Aware of this, attackers began directly targeting known vulnerabilities in VPNs. This prompted the UK’s National Cyber Security Centre to warn about attacks aimed at homeworkers.

Laying the foundations for zero-trust security

While VPNs still have their place as a layer of defense, zero-trust security offers a valuable way to close these gaps in user security. If an attacker compromises a homeworker’s endpoint or VPN, they can’t use it to gain access to your network automatically.

Zero trust’s more secure model led Gartner to predict that 60% of enterprises will phase out most of their remote access VPNs in favor of zero-trust technology by 2023. However, implementing this architecture takes some heavy lifting.

Zero-trust adopters no longer rely on a perimeter to protect everything, meaning that they must identify all assets in the organization that they want to preserve and build interfaces between them and the access control layer.

Security teams must also deploy monitoring technology to watch all assets’ underlying communication patterns. This will help them gather the data necessary for that context-based verification.
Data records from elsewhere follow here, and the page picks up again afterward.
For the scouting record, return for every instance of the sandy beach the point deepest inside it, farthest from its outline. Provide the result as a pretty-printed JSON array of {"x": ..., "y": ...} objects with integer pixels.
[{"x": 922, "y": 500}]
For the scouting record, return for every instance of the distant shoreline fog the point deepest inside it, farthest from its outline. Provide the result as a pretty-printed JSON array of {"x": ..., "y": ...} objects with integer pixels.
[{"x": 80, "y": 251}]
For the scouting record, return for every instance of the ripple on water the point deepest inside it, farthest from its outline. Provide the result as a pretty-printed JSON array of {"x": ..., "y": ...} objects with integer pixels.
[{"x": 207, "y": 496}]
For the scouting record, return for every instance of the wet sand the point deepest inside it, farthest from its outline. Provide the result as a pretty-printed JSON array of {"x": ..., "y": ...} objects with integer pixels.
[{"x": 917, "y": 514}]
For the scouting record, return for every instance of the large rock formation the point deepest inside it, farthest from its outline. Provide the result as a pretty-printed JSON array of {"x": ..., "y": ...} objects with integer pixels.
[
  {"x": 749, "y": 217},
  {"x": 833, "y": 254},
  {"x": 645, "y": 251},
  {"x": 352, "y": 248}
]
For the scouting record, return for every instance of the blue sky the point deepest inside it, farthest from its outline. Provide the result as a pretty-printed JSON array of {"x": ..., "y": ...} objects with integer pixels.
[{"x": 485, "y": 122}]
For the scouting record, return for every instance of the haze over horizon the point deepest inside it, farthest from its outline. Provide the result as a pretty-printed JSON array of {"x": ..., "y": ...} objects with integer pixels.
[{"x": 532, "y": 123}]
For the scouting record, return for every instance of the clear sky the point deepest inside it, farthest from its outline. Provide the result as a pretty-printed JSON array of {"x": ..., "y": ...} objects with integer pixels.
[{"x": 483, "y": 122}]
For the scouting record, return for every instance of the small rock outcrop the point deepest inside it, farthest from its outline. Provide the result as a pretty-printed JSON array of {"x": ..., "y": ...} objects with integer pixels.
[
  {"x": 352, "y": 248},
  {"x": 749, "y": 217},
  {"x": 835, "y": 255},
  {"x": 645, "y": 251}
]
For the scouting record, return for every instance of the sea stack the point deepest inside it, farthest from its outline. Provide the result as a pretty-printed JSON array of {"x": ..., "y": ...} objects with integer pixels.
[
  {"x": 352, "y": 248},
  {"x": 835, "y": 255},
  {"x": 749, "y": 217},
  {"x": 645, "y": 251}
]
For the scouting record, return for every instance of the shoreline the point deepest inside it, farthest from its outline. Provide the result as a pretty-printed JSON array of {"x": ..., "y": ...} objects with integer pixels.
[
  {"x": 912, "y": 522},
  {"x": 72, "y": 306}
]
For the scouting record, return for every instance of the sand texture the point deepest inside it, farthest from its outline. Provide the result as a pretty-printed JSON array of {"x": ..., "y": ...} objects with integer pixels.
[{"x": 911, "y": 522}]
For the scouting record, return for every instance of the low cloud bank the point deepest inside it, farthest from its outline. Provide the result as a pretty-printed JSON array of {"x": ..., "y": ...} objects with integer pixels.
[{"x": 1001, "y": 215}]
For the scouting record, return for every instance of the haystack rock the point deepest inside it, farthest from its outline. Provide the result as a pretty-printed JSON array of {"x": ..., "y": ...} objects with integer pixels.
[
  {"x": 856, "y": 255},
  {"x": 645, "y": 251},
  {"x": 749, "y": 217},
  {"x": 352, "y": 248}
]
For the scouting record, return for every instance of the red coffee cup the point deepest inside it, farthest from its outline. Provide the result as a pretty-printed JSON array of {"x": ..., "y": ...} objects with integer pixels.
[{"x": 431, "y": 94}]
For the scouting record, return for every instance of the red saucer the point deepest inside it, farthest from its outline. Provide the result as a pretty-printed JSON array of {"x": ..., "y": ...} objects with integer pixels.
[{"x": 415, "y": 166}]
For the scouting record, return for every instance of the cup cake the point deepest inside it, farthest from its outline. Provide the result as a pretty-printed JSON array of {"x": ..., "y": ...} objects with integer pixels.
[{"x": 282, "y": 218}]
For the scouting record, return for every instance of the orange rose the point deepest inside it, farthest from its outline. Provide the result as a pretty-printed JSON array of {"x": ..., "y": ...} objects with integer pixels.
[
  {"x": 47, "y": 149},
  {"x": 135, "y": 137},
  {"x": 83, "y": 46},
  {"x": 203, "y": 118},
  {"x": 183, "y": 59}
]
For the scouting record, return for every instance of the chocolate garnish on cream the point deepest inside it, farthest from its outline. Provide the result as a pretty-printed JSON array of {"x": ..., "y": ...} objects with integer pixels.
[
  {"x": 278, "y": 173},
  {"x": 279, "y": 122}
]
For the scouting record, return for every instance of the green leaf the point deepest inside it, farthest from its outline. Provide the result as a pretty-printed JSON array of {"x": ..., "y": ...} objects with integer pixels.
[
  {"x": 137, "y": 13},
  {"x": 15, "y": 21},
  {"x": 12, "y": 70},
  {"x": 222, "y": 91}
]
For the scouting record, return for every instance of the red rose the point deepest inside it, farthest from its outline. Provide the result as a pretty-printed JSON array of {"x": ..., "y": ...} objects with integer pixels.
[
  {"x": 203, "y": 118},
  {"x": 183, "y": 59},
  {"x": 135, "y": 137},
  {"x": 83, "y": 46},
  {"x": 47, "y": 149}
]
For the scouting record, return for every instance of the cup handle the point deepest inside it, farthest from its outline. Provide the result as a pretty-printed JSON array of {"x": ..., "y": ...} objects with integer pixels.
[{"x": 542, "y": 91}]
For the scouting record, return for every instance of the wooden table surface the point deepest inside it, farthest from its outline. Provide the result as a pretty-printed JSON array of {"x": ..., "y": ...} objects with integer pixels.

None of this works without basic security measures such as encryption. Implementation teams should ensure that they encrypt assets at multiple levels of the technology stack. Encryption of network-level traffic is a must, and companies should also encrypt their data at a file and record level for extra protection. This supports data security policies, ensuring that only the right people get to see decrypted information.

Network redesign

Now is also the time to consider an internal network organization. The biggest flaw of perimeter-based network security was its internal openness. Attackers that breached the firewall could often move freely around the internal network because no one thought to create any internal walls. Zero-trust practitioners fix this via micro-segmentation. This compartmentalizes the company network, demanding that users, devices and applications reauthenticate themselves each time they traverse a boundary.

“This is a new way of working, and it will remain in place,” predicts Mesker. “People most likely will never come back to the office five days a week.” The need to support long-term changes in working practices has shone a light on this valuable new approach to securing our applications and data.